I was struck by a hostility from older people at what I was selling. I kept hearing, "You know, these things will rot your brains" being said by grown men in a serious tone of voice. At the time I thought they were just "old," but in retrospect most of these nervous pervises were Baby Boomers. They were kids during the Red Scare, which was also a time when comic books were tackled by demagogic lawmakers and imposed with a rating system called the Comics Code Authority. (While mainstream publishers like Marvel Comics have abandoned the Comics Code, it can still be found on the covers of Archie Comics.)
In a recent Reason magazine article, writer Brian Doherty reviewed the book The Ten Cent Plague: The Great Comic-Book Scare and How it Changed America by David Hajdu. Doherty writes that Hajdu argues that the comic book genre was subjected to a witch hunt by lawmakers, churches and academics comparable to the ones that took on Elvis Presley and communists. Hajdu's argument makes sense in explaining why so many Baby Boomers were getting freaked out about the comic books I was selling at that flea market. The book describes kids that beat up other kids who were caught with comic books. Were some of those bullies at that flea market?
Doherty notes that this may not seem relevant to the average reader but it should. Similar assaults have been made on music and video games and will likely continue towards new entertainment mediums in the future.
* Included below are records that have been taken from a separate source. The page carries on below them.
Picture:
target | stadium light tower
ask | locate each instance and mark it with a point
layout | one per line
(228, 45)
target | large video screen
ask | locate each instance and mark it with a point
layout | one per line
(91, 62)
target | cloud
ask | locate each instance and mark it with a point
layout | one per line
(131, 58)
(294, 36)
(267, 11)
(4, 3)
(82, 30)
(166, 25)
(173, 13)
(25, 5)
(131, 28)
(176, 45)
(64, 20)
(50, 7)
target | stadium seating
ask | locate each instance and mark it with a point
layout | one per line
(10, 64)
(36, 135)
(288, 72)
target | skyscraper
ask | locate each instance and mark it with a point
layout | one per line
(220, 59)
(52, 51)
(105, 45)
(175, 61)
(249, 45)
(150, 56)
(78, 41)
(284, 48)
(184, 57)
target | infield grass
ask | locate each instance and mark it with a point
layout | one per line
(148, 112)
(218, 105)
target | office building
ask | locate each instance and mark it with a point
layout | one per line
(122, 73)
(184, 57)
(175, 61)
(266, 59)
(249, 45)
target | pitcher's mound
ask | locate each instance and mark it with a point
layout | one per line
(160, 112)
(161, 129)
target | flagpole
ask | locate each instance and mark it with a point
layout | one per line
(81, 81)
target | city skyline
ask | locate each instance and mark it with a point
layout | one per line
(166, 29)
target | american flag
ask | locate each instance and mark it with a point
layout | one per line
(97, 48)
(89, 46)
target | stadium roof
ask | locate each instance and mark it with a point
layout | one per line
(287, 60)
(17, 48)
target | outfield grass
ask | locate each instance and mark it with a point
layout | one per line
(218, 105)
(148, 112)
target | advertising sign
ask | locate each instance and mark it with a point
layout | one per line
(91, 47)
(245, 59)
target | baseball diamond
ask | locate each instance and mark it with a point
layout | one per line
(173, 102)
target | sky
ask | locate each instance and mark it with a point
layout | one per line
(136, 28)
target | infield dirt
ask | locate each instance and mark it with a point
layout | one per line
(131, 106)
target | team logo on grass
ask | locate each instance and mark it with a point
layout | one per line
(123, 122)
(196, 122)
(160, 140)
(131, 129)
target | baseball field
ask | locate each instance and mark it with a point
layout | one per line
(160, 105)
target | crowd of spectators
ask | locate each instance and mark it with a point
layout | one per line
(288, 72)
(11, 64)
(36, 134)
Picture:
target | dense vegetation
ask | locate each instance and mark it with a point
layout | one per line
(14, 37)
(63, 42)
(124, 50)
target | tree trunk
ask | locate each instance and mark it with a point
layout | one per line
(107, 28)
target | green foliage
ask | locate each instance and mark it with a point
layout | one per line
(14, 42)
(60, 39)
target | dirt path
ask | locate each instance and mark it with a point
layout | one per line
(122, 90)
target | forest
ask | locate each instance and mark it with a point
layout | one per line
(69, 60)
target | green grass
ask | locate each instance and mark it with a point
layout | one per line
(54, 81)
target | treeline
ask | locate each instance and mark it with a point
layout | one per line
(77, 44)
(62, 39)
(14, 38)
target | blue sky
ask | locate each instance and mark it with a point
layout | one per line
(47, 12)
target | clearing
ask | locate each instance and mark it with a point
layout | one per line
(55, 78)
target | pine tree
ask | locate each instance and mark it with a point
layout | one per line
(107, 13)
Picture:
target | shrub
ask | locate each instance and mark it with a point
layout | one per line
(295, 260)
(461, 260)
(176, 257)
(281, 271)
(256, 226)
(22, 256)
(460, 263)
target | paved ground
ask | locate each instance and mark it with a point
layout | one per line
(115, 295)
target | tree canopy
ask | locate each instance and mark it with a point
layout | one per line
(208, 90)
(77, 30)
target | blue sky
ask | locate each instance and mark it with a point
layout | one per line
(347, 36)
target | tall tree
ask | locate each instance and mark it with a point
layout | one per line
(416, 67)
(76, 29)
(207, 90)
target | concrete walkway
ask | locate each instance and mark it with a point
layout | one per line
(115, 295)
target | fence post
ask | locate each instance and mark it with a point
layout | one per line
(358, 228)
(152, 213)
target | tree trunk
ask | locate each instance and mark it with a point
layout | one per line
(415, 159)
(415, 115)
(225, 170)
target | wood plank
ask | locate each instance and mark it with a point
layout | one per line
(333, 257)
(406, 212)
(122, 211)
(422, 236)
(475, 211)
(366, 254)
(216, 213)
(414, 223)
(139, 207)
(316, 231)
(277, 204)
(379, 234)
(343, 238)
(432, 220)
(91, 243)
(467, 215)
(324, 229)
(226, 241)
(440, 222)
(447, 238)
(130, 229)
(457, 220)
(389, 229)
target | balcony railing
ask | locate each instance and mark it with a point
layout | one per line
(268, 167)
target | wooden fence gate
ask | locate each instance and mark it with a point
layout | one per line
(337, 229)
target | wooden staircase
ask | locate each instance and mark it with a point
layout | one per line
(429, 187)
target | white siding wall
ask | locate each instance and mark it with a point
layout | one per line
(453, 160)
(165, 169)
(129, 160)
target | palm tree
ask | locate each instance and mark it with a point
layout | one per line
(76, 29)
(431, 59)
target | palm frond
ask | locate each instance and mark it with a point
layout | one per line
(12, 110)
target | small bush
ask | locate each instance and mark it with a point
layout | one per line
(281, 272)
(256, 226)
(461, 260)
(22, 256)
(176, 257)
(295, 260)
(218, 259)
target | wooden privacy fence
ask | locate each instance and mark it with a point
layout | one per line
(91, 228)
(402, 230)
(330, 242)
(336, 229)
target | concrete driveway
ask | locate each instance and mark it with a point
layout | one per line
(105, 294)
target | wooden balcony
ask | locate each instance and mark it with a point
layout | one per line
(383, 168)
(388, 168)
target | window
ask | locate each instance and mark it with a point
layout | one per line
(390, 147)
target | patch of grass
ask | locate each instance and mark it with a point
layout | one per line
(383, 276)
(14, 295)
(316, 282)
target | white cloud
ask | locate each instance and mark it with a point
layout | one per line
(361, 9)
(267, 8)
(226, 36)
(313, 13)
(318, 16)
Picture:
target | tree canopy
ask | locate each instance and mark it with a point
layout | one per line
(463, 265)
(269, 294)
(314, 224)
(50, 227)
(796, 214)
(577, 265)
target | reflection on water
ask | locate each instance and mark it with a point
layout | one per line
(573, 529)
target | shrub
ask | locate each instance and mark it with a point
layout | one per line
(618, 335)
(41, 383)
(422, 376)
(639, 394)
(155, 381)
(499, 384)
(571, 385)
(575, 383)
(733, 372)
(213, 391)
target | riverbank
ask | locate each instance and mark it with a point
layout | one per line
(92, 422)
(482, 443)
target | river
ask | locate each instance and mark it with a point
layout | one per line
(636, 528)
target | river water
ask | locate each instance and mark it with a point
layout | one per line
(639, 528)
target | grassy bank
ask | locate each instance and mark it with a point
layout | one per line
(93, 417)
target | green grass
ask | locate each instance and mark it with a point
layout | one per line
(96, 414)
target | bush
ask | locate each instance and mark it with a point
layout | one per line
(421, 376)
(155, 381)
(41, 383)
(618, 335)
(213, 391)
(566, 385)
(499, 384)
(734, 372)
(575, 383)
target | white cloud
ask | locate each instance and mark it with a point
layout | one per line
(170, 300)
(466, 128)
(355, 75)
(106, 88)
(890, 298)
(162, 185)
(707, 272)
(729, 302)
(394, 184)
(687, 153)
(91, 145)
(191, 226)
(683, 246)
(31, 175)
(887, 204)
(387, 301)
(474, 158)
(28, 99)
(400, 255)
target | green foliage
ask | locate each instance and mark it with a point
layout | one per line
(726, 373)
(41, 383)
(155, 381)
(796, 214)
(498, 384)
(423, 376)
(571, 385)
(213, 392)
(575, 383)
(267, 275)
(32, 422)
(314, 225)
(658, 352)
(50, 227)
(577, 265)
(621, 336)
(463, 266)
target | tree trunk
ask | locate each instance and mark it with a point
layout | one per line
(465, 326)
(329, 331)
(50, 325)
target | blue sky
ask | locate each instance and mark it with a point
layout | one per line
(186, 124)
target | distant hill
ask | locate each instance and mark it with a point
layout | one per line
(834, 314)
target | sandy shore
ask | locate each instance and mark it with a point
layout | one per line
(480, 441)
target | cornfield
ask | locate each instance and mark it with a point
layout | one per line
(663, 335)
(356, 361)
Recall Tipper Gore, the wife of former presidential candidate Al Gore, and her Parents Music Resource Center or Hillary Clinton's efforts to legislate against violent video games.
Comic book companies are still being assaulted by moralist authoritarians in this country, and organizations like the Comic Book Legal Defense Fund have been set up to aid poor comic book creators that are defending themselves in court against bullying censors. While there are a few pretty racy comic books out there (both in regards to sexual and violent content), comic book publishers do a pretty good job of making it evident on the cover. Marvel has many "All Ages" lines that are tame and fine for little kids. In contrast to that, they have also set up a line called "MAX" that is clearly aimed at teenage and older readers. Comics that don't fall into those lines but have mature or older content are usually labeled as such. Like any medium, be it video games or movies, what ends up in the hands of kids falls down to the individual parent or guardian who is buying it or the retailer who is selling it, and not the publisher, who has little control over where their comics end up.